Blackwater founder Erick Prince has been active in Africa for years now. Does the redeployment of the American armed forces in Somalia represent an opportunity or a problem for the mercenary?
It's been more than a decade since private military company (PMC) conglomerate Academi — formerly Blackwater — was sold, in one of the most mysterious sales in history. Erick Prince's company was then entangled in a scandal mixing war crimes, corruption, targeted assassinations and coups d'etat all over the world.
Africa is one of society's playgrounds. If Blackwater's interventions in Morocco and Kenya between 2007 and 2010 are public, its creator Erick Prince had not yet finished with mercenary activity in Africa. The only thing that the – forced – sale of Blackwater had changed was the role of the famous SMP outside the United States, as well as the end of the collaboration between Prince and the American government. Officially anyway, because in 2012, the name of the mercenary resurfaced in WikiLeaks documents, proving that he was still working for American intelligence, the CIA.
Strange then that, while the Washington elite condemned the massacres of Erick Prince, on the run in the United Arab Emirates (UAE), the latter represented the interests of other groups of mercenaries… in Africa. Indeed, the return to action of the former SEAL took place under the banner of an SMP based in China, Frontier Services Group (FSG). The company was founded by Prince, who ran it until last April. FSG's contracts were mainly in Africa: Kenya, South Sudan, South Africa, Somalia and Libya.
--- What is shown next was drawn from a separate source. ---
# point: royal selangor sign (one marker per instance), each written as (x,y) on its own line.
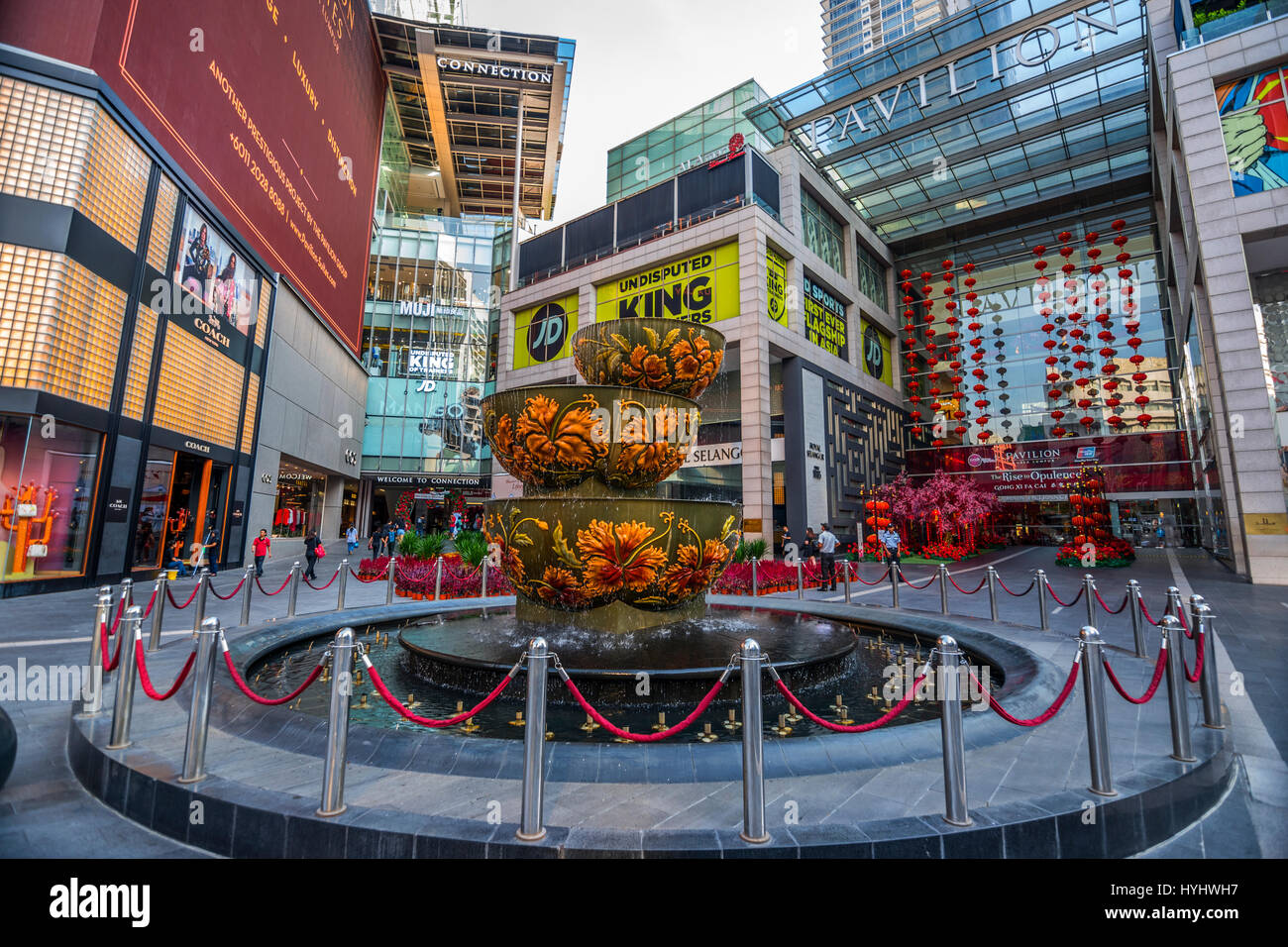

The African Adventures of Erick Prince
In 2014, Erick Prince was ordered to leave South Sudan. According to Bloomberg, President Salva Kiir Mayardit discovered malfeasance in the activity of FSG, which was supposed to restore an oil refinery. According to the US Treasury, Erick Prince also sold surveillance planes in Juba, only the latter were equipped with hardpoints capable of carrying Russian or American ballistic missiles.
This is not the first arms embargo violation in Africa committed by Erick Prince. In early 2021, a New York Times investigation showed thatErick Prince sold and transported weapons to Libyan Marshal Khalifa Haftar in 2019. According to the American newspaper, a confidential UN report shows that in exchange for 80 million dollars, Erick Prince also deployed hundreds of mercenaries in eastern Libya during the Tripoli war. The report commissioned by the United Nations Security Council remains secret to this day, moreover.
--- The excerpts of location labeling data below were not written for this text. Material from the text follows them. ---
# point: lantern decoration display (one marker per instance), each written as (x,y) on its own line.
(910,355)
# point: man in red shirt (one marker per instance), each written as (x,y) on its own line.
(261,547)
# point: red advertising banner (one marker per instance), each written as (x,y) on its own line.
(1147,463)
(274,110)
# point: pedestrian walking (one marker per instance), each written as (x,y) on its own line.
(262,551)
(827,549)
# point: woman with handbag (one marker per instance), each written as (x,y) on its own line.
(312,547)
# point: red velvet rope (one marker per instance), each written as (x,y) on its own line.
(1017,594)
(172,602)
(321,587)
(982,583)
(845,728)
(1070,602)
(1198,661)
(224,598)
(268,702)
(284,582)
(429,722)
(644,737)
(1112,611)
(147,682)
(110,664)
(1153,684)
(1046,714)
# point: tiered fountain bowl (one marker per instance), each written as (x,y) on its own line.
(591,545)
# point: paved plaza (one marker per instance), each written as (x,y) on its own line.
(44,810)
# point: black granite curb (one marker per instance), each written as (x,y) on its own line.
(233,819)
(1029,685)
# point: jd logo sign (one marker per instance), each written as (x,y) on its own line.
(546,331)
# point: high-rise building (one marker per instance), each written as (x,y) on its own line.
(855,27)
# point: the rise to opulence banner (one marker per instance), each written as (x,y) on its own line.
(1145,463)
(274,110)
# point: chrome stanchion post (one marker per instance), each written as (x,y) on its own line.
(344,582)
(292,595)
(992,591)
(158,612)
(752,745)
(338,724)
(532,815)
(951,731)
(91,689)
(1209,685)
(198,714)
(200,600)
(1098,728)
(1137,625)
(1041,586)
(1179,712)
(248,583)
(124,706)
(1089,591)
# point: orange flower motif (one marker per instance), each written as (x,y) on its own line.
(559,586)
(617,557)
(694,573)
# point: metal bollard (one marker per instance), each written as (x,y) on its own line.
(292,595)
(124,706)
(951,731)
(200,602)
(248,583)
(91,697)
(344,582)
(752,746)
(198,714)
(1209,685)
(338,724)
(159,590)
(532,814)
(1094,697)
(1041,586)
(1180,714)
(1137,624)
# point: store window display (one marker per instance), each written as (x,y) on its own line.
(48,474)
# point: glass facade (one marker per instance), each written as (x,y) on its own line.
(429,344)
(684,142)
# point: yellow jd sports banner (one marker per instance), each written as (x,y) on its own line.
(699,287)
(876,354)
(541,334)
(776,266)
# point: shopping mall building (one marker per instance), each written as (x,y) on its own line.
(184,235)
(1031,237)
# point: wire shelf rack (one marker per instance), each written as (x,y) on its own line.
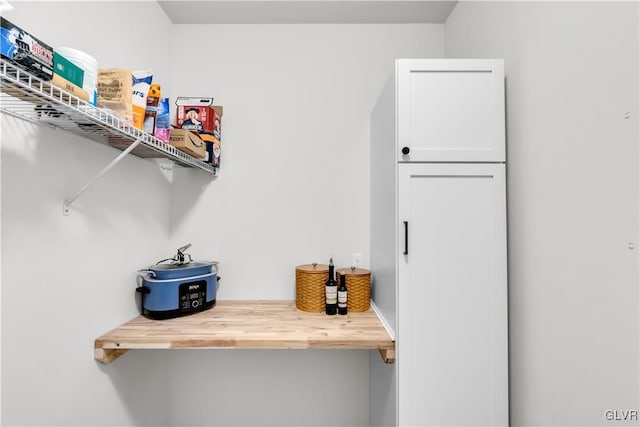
(29,98)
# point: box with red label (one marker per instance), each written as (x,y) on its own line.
(200,115)
(24,49)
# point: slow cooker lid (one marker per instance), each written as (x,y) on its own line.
(172,267)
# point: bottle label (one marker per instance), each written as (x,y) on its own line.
(342,299)
(331,294)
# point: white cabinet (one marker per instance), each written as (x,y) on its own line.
(450,110)
(438,244)
(452,329)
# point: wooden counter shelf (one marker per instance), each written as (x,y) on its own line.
(249,325)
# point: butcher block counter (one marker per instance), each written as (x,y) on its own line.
(249,325)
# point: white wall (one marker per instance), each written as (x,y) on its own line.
(571,74)
(293,189)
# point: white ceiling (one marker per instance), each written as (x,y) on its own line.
(306,11)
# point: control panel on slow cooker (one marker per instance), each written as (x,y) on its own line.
(192,295)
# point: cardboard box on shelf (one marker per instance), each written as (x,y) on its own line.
(200,115)
(188,142)
(28,52)
(67,70)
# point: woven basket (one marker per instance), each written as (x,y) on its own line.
(358,281)
(310,283)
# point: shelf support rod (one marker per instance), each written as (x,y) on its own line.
(68,202)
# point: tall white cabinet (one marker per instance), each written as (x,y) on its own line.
(438,244)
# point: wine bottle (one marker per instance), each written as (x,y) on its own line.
(331,292)
(342,295)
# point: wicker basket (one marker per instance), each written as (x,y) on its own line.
(358,281)
(310,283)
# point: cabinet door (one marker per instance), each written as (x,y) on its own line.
(452,293)
(451,110)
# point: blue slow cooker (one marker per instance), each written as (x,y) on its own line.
(173,290)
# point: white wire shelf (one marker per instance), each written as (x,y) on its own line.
(27,97)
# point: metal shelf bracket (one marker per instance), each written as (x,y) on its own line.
(67,203)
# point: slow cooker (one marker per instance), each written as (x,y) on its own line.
(175,287)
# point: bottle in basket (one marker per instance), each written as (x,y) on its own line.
(331,292)
(342,295)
But it is above all in Somalia, under the eyes of the American navy, that Erick Prince created an army financed by the new president of the UAE, Mohammed ben Zayed Al-Nahyan (MBZ). The Puntland Martitime Police Force (PMPF), which has 2 mercenaries, conducted large "anti-piracy operations" in the Gulf of Aden between 000 and 2012. Today, Erick Prince's activity within the PMPF is under investigation by the United Nations. Not only did Erick Prince supply weapons to the PMPF despite a UN embargo, but the source of those weapons also raises questions. Indeed, in the arsenal of the PMPF, there are French Alouette III helicopters, Russian Antonov 2021 troop carriers, M26 Gatlings and American Hellfire missiles.
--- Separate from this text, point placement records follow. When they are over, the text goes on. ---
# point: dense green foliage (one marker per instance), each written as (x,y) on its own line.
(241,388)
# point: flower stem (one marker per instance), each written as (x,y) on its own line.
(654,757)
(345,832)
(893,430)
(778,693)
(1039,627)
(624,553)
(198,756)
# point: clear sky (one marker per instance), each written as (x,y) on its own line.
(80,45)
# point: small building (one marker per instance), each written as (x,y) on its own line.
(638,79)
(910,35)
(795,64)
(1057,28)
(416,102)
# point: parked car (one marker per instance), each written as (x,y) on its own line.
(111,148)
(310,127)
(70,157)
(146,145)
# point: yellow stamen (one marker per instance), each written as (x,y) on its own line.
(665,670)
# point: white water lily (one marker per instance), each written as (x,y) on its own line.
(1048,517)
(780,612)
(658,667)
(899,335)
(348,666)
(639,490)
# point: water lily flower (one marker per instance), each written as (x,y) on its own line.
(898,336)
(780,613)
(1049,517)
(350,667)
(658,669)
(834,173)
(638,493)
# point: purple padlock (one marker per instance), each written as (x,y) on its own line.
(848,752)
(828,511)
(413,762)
What about the return of American troops to Somalia?
Erick Prince's intervention in Somalia did not only make use of Chinese infrastructure and Emirati money. Prince hired his South African counterpart, Lafras Luitingh, one of the creators of the infamous Executive Outcomes. The two mercenaries together formed the company Special Projects. Luitingh was hired as a figurehead, in anticipation of the UN investigation.
Indeed, if the Security Council of the United Nations proved that Erick Prince and MBZ delivered money to Luitingh, the investigation still does not prove the involvement of the American in the death of civilians in Somalia.
The strangest thing, however, is the inertia of the British, American and Italian navies present in the region. Western forces control the entire Gulf of Aden, and their air force maintains a blockade in Somali skies. So how does Erick Prince manage to smuggle his deliveries of helicopters, warplanes and heavy weapons into Somalia with impunity?
A rhetorical question when it comes to the Somali case, where the US military interferes to the point of dictating government policy. While Washington decided on May 16 to restart a deployment of soldiers in Somalia, how will Langley's favorite former mercenary live with his compatriots? Especially when you consider that, behind Biden's "terrorist operation", there is above all a desire to bring Puntland back into the fold of Mogadishu, among others.